Shares of GVK power and Infrastructure was deown 3.02% at 13.49, while shares of GMR too were down 3% at 22.05.
Close on the heels of the decision not to levy Airport Development Fee (ADF) at Chennai and Kolkata Airports, Civil Aviation Minister Ajit Singh directed Airports Authority of India (AAI) to infuse more equity in Mumbai International Airport Ltd. (MIAL) and Delhi International Airport Ltd. (DIAL) with the objective of abolishing ADF at Mumbai and Delhi Airports and accordingly submit its proposals to Airports Economic Regulatory Authority (AERA).
Presently Rs. 200/ per domestic passenger and Rs. 1300/ per international passenger are being charged as ADF at Delhi Airport and Rs. 100/ per domestic passenger and Rs. 600/ per international passenger are being charged as ADF at Mumbai Airport. The expected financing gap in case of Mumbai International Airport Ltd. (MIAL) will be approximately Rs. 4200 crore while in case of Delhi International Airport Ltd. (DIAL), it will be approximately Rs. 1175 crore if the ADF is abolished with effect from 1st January 2013.

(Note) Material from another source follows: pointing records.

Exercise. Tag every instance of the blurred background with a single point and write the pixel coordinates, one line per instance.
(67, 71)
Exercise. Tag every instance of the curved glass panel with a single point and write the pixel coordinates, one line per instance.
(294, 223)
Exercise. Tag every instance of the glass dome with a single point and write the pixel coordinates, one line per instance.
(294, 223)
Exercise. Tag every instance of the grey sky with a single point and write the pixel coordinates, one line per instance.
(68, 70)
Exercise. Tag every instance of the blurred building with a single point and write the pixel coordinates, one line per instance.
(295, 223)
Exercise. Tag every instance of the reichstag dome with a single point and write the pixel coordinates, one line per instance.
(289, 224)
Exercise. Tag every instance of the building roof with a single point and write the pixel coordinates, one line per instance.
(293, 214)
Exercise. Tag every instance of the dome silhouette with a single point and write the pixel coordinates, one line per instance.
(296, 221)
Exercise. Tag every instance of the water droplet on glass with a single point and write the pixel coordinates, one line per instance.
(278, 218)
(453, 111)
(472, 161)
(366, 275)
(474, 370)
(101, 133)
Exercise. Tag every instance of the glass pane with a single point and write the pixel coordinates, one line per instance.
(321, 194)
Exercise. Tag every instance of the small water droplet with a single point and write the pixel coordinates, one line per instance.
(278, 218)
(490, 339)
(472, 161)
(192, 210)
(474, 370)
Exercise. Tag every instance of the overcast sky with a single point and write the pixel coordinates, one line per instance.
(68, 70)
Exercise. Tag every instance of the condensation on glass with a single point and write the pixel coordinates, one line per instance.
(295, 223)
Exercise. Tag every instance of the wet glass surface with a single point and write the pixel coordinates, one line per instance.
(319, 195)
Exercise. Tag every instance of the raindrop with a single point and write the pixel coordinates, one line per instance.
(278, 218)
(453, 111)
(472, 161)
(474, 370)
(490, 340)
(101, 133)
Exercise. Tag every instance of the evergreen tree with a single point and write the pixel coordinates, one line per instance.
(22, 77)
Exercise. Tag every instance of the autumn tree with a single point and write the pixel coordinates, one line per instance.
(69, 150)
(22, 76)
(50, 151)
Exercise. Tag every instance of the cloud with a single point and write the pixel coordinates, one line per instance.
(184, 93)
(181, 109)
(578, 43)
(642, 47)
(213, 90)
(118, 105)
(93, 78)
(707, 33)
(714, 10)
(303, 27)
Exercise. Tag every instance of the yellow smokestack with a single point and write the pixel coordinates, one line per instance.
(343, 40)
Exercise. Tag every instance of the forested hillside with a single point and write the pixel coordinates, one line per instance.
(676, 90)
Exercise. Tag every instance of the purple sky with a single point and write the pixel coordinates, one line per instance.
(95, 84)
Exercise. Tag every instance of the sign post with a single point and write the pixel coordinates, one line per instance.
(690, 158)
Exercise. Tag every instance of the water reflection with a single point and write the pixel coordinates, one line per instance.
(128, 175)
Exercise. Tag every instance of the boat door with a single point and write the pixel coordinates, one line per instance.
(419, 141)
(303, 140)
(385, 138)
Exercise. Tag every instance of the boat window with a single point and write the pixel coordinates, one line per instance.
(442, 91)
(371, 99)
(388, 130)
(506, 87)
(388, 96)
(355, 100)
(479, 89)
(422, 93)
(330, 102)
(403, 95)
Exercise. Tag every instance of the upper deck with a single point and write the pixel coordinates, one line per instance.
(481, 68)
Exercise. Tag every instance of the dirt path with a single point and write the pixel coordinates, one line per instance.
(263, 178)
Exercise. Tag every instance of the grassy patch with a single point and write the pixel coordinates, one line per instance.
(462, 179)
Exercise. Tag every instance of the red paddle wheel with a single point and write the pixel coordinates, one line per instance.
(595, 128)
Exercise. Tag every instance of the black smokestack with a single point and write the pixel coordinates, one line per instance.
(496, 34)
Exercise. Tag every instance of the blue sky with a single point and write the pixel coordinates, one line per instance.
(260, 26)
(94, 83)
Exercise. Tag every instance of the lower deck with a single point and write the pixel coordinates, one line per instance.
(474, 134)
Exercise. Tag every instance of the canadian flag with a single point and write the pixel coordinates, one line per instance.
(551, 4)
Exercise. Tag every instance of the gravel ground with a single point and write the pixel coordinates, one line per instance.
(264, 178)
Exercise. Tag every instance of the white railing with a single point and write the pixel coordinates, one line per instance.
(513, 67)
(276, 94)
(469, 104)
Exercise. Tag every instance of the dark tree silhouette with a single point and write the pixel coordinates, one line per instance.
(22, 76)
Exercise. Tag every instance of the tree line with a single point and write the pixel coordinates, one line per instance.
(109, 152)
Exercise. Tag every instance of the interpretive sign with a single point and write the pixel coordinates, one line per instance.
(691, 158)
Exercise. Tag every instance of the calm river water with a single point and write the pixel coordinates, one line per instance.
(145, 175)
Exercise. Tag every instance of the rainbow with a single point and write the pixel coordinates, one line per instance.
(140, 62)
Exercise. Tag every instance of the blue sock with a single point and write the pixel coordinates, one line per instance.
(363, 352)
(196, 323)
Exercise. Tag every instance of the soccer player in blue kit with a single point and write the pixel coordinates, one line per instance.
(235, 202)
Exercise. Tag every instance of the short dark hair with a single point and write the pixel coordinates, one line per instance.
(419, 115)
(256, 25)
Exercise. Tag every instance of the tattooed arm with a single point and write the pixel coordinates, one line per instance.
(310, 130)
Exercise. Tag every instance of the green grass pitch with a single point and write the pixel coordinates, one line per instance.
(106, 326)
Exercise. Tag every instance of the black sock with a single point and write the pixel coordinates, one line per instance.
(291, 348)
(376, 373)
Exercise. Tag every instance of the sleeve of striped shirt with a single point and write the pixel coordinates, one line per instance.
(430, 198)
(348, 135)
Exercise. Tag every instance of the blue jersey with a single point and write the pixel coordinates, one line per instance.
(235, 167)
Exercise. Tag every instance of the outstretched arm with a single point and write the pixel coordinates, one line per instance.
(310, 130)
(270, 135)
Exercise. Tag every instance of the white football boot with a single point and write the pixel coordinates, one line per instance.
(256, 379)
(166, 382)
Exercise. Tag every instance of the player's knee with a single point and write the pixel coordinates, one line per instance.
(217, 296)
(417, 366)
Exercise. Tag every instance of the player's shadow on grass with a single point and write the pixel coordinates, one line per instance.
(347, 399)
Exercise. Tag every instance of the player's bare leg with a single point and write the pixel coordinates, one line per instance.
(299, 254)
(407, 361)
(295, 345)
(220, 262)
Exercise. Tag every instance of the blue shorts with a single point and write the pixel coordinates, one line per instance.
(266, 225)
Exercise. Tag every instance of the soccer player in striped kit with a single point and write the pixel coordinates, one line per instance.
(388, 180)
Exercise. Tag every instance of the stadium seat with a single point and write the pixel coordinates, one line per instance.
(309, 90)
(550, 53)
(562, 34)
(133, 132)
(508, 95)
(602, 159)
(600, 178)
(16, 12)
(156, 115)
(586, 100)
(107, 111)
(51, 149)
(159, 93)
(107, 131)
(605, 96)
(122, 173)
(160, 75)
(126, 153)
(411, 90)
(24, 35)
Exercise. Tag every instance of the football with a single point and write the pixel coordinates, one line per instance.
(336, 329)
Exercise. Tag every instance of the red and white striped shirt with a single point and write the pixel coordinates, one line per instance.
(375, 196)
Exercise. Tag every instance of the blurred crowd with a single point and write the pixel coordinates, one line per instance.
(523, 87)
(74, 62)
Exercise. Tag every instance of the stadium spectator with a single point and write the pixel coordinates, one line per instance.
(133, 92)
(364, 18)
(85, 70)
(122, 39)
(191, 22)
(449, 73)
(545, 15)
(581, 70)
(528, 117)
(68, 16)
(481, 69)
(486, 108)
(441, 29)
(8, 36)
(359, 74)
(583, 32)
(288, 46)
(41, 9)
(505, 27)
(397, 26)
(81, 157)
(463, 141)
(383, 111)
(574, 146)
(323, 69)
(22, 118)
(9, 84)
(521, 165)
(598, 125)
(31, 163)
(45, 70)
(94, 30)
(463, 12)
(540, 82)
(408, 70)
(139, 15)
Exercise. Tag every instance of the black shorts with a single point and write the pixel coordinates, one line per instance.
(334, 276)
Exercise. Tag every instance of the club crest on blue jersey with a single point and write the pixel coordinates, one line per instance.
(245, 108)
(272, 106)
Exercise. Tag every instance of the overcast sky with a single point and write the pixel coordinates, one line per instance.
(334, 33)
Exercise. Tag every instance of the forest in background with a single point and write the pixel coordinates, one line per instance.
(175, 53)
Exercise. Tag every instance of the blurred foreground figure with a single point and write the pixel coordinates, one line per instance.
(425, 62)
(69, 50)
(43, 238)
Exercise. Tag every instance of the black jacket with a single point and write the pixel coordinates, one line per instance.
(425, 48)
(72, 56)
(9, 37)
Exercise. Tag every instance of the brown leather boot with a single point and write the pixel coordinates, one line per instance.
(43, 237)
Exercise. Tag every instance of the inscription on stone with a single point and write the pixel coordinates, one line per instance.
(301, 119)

AERA has uploaded a consultation paper on its website and is in the process of determining ADF and Aeronautical Tariff for Chhatrapati Shivaji International Airport, Mumbai for the regulatory period 1.4.2009 to 31.12.2014. It has asked the AAI the extent to which it would be able to inject additional equity into the project. In response, to this letter of AERA, the Civil Aviation Minister has asked AAI to infuse additional equity of approximately Rs 288 crores in case of Mumbai International Airport Ltd. (MIAL) against its 26% share in equity of MIAL. The balance in financing gap will have to be met by the Airport Operator/ Promoter (MIAL) through infusion of their share of equity.